Federal officials also are pushing a broader overhaul of Medicaid financing. Currently the federal government and state governments split Medicaid costs, so if states boost benefits or costs go up, Uncle Sam has to keep pitching in. One option under discussion with governors would cap federal contributions for certain Medicaid recipients at a set amount each year. They would have to pay 100% of Medicaid costs above the cap, but they would have wider flexibility than they do now to reconfigure benefits and increase costs for the targeted populations.
As states try to slash costs under current rules, they run into many roadblocks. Federal law mandates that states must cover many types of care, such as pregnancy care for certain low-income women. Reducing the number of beneficiaries is hard because they often have nowhere else to turn. What’s more, because Medicaid is a “fee for service” program that pays doctors and hospitals every time they treat a fever or patch up a cut, it’s difficult to encourage efficiency.
Patients, too, have little incentive to ration their own care because they pay at most a small sum to see the doctor. “When something is free, people don’t care what it costs,” says Mr. Barbour in Mississippi. Advocacy groups for the poor say that even a $5 fee for a doctor visit can prevent some people from getting needed care.”
Florida is actually doing something about the problem:
“By far the most promising answer to date comes from Florida, where Governor Jeb Bush is proposing a radical restructuring of the program that serves 2.2 million low-income people at an expected cost this year of $14.7 billion. The aim is twofold — to provide incentives for better service by putting more choice in the hands of the consumer and to rein in the rate of growth in spending.”

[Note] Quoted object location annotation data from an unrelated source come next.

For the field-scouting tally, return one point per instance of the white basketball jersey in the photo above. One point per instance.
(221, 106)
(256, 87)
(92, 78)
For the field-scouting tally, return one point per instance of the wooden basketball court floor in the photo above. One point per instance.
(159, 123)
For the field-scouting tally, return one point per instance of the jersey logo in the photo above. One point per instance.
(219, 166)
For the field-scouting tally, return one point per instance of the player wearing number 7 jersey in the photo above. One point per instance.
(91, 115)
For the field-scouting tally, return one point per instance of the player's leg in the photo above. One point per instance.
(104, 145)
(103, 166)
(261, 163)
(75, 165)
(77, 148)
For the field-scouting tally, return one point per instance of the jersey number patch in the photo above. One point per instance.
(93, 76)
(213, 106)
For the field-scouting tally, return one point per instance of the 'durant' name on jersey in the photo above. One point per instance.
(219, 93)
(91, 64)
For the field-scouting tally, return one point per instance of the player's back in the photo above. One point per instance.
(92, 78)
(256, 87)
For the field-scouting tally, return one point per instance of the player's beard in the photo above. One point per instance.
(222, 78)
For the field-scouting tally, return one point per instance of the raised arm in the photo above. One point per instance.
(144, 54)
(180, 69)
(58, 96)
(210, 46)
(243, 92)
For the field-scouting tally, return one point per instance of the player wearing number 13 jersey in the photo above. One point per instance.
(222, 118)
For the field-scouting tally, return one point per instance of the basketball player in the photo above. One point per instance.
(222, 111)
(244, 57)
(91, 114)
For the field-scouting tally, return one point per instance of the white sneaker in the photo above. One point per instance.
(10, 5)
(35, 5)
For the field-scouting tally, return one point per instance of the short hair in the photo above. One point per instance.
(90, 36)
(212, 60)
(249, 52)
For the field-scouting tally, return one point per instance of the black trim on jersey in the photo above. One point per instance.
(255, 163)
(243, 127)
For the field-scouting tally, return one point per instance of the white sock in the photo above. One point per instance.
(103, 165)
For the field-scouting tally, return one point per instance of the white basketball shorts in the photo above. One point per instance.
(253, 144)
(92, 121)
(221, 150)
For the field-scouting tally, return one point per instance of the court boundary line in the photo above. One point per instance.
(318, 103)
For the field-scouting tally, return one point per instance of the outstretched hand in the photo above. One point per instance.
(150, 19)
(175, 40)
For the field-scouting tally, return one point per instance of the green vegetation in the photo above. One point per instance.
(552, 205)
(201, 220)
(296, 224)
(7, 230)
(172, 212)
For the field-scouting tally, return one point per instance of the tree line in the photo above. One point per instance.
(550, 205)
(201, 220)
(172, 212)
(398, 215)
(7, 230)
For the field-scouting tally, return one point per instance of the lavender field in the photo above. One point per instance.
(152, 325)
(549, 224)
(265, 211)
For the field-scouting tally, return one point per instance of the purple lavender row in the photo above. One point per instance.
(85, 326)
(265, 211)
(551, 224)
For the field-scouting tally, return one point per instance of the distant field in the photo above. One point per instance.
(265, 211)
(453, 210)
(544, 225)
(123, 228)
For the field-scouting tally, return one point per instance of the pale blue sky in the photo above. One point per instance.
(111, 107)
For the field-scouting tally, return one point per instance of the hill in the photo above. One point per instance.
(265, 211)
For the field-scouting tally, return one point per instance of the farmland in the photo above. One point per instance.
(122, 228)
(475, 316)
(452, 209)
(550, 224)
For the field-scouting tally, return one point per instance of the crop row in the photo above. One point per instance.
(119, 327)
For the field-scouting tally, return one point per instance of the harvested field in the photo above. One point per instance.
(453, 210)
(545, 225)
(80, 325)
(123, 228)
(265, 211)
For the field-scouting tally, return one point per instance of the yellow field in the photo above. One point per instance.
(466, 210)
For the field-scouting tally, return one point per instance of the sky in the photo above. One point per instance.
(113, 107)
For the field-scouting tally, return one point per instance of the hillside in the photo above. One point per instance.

Somewhere along the line somebody has to do something about the perverse incentives faced by state governments because of the federal Medicaid match for state spending. Because of the match there is an overwhelming incentive on the part of state politicians, bureaucrats and advocates to deny scarcity. For example, in the 2004 legislative session an absurd and harmful nursing home bed tax was passed into law. Its only purpose was to generate more revenue from the federal government for Medicaid.